Truth about who we are and what we are going through in our lives is something we are all eager to learn about. But the truth is often hidden behind veils, veils of misconception and illusions for us to uncover. Unraveling the truth can be anything but easy. However, it is not impossible. If you turn to the way of life that was practiced thousands of years ago and which is believed to cure illnesses of the body, the mind and the soul; namely yoga, the truth can, indeed, be found. Though there are many different yoga types that lead to the truth, nothing does that better than Jnana yoga.

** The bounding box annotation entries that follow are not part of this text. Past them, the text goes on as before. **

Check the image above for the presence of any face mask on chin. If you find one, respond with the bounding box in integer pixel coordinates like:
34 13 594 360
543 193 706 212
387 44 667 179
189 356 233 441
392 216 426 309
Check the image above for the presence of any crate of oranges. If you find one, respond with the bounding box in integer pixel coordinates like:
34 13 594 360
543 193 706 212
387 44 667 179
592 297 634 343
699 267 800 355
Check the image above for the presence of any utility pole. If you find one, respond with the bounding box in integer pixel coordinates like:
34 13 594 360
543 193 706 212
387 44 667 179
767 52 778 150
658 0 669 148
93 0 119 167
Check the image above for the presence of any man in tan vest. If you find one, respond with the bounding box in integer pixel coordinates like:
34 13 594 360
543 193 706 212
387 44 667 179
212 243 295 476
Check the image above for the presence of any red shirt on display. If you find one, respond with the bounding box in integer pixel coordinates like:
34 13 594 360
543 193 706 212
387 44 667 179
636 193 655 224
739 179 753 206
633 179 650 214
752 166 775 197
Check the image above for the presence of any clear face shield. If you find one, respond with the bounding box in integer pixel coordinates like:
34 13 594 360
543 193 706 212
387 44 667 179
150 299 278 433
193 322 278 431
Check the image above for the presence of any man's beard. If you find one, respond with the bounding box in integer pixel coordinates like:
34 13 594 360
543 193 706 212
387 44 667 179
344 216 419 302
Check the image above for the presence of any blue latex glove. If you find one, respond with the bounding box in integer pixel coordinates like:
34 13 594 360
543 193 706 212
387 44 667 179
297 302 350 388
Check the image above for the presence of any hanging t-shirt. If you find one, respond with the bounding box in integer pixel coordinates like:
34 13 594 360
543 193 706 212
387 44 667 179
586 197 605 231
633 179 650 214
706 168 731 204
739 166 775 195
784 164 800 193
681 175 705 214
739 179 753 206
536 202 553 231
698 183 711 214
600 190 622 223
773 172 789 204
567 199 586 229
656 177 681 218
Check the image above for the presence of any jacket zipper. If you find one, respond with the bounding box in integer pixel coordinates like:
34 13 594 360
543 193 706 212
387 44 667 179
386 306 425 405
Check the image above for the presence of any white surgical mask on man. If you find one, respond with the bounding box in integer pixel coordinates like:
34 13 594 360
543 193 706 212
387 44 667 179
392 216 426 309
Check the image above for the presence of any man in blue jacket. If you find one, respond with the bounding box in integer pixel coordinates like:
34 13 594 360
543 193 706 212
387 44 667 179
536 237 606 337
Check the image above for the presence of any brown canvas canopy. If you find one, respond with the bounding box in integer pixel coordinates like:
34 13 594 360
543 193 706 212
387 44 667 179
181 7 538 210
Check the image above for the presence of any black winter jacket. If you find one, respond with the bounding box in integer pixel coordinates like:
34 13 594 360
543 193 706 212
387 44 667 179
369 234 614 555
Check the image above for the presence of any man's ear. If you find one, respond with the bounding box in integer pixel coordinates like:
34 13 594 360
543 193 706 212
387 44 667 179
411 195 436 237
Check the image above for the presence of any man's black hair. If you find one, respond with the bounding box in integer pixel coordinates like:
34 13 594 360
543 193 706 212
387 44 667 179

Jnana yoga, also called Gyana yoga, is one of the types of yoga mentioned in Hindu philosophies. The word Jnana means “knowledge” in Sanskrit and thus, Jnana yoga is a yoga type often referred to as “path of knowledge”. Jnana yoga is the path of knowledge, the path to the truth. Based on the Hindu philosophy of non-dualism called Advaita Vedanta, Jnana yoga helps you realize who you are and what experiences you are having thus leading you closer to the truth. Jnana yoga helps you clear the fog and see your true selves in a whole new light. The illusion with which we view ourselves and our life is removed and the void is filled by the truth, the enlightenment which people want to attain.
In the practice of Jnana yoga, the prime focus is on mediation when the practitioner sheds all deluded feelings of life and oneself to learn the absolute truth. The deluded thoughts and feelings are patiently removed, time and again if required, to become in tune with the reality. One common technique used to obtain this attunement with reality is neti-neti which means “not this, not this”. Should any thought, concept, image or sound that is not related to the goal of mediation appear during the meditation to distract the practitioner, he is simply to say neti-neti to dismiss it.
The best thing about Jnana yoga is that you are not forced to accept any preliminary idea or dogma when practicing it. Attainment of Jnana arises from experiences anyone can have but they need deep contemplation and meditation. And mediation is not the only way of practicing this yoga type; you practice it as you live! When you know your true self and the reality about life, you can deal with worries and fears easily. When you apply the comprehension attained from mediation to your reactions to experiences, you live Jnana yoga.